This bird was a working one, though. Used for combat. It was set up for insertions, with benches along the back and side, and a matted open interior to carry extra men and equipment. The straps at arm’s length along the wall were a dead giveaway that this chopper had seen some action. You needed something to grab hold of to stabilize yourself when the pilot banked hard to the right or left.
At the moment, rather than ferrying a team into battle, the chopper was full of sleeping civilians. Amy Chastain had taken the back bench. She was sitting in the middle, her head tilted back against the wall, with a child curled on either side using her thighs as pillows. Someone had handed out blankets, and periodically she’d stir, check on her sons, and drag the blankets back up to their necks. Not that her ministrations did much good; within seconds the vibrations traveling through the walls and floor rattled the cloth back down the slope of their shoulders.
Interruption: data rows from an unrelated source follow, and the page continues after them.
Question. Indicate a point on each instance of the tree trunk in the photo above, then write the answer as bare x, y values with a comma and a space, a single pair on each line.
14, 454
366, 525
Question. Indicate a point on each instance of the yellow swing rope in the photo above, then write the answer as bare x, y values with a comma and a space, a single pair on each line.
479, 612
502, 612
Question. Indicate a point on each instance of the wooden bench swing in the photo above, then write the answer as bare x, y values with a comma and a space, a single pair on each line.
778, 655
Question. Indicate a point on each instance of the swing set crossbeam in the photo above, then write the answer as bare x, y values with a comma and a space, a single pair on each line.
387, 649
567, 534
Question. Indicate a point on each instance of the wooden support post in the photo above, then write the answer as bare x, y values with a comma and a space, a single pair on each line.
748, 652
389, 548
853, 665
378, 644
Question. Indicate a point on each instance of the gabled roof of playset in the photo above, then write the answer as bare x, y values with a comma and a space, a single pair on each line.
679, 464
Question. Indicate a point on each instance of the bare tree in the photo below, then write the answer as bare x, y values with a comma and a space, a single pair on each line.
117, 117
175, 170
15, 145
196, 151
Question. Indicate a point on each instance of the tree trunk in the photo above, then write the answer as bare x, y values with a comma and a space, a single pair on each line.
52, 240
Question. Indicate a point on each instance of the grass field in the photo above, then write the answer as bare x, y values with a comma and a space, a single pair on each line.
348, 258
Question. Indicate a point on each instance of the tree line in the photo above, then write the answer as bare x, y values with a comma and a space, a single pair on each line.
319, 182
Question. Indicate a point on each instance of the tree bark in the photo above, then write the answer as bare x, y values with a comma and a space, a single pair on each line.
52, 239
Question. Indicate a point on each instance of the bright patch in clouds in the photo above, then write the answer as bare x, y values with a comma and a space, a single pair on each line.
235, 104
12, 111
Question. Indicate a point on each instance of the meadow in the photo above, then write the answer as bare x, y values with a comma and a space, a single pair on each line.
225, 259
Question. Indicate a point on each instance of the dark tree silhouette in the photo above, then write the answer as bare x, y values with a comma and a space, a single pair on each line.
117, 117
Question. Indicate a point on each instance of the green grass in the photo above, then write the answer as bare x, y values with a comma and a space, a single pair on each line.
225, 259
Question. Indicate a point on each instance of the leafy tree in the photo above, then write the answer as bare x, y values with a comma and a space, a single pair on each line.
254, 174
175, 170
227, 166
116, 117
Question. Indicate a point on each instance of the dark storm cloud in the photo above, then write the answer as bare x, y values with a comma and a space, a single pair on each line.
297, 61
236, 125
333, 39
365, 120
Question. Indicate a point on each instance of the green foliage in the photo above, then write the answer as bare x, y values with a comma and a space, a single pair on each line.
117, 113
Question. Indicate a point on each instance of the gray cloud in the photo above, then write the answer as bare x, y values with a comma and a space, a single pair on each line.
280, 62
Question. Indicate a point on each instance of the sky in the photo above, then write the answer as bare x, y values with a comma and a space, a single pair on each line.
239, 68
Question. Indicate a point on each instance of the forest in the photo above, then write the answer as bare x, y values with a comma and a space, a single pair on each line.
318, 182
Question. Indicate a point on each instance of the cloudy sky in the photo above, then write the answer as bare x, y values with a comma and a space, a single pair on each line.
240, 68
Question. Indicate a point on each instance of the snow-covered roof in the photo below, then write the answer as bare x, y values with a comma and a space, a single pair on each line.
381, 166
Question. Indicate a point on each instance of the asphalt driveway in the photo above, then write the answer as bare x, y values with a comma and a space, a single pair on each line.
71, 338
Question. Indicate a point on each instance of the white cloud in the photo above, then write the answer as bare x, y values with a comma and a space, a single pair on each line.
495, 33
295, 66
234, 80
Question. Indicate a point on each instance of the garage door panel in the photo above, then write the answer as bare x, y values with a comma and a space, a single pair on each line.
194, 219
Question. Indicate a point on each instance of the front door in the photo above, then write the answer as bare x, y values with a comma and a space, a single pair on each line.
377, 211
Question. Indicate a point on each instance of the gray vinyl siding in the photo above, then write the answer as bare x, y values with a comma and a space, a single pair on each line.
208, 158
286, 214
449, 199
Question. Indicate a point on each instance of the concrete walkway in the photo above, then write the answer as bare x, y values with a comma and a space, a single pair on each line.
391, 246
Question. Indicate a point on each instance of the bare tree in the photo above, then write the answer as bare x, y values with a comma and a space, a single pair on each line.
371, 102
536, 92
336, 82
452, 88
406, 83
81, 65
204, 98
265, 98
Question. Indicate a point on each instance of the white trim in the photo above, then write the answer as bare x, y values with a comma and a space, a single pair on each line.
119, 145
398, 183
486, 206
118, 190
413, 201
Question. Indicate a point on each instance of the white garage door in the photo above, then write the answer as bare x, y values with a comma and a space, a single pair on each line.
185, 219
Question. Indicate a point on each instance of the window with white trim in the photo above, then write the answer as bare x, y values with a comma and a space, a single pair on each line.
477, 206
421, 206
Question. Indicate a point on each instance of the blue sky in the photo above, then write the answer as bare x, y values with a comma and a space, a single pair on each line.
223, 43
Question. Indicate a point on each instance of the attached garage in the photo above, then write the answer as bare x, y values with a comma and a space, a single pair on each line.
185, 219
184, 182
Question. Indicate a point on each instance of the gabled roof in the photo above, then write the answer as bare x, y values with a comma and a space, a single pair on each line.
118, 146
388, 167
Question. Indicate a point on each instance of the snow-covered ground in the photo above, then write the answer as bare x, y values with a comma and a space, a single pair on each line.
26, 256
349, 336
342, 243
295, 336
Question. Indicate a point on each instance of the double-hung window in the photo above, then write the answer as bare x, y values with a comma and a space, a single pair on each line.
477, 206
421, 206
But he had to hand it to her. At least she tried to tend to her kids—she tried over and over again. She was determined to keep her kids warm and safe.
Something softened in his chest, went disgustingly gooey.
Scowling, he dragged his gaze away and scanned the rest of the refugees. Because that’s what they were now, fucking refugees. Estranged from their government and country. The country that he’d given the best years of his life to.
He nipped that line of thought in the bud, since all it did was lead to heartburn.
At the moment, Marion and Kait were sound asleep—Marion curled on the side bench and Kait on the floor beside it, her cheek pillowed on Cos’s shoulder. He, along with the rest of the men, sat along the walls, either dozing or stoically waiting with eyes closed and bodies relaxed.
Oddly, the atmosphere inside the bird was eerily familiar. It had the same sense of exhausted relief and anticipation that accompanied an evac after a mission. The relief that you’d made it through one more mission alive, relatively unscathed. The anticipation of returning to base, sleeping in your own bed, eating something that wasn’t out of a tube or a pouch.
Not that they were returning to his base, or that he’d be sleeping in his own bed.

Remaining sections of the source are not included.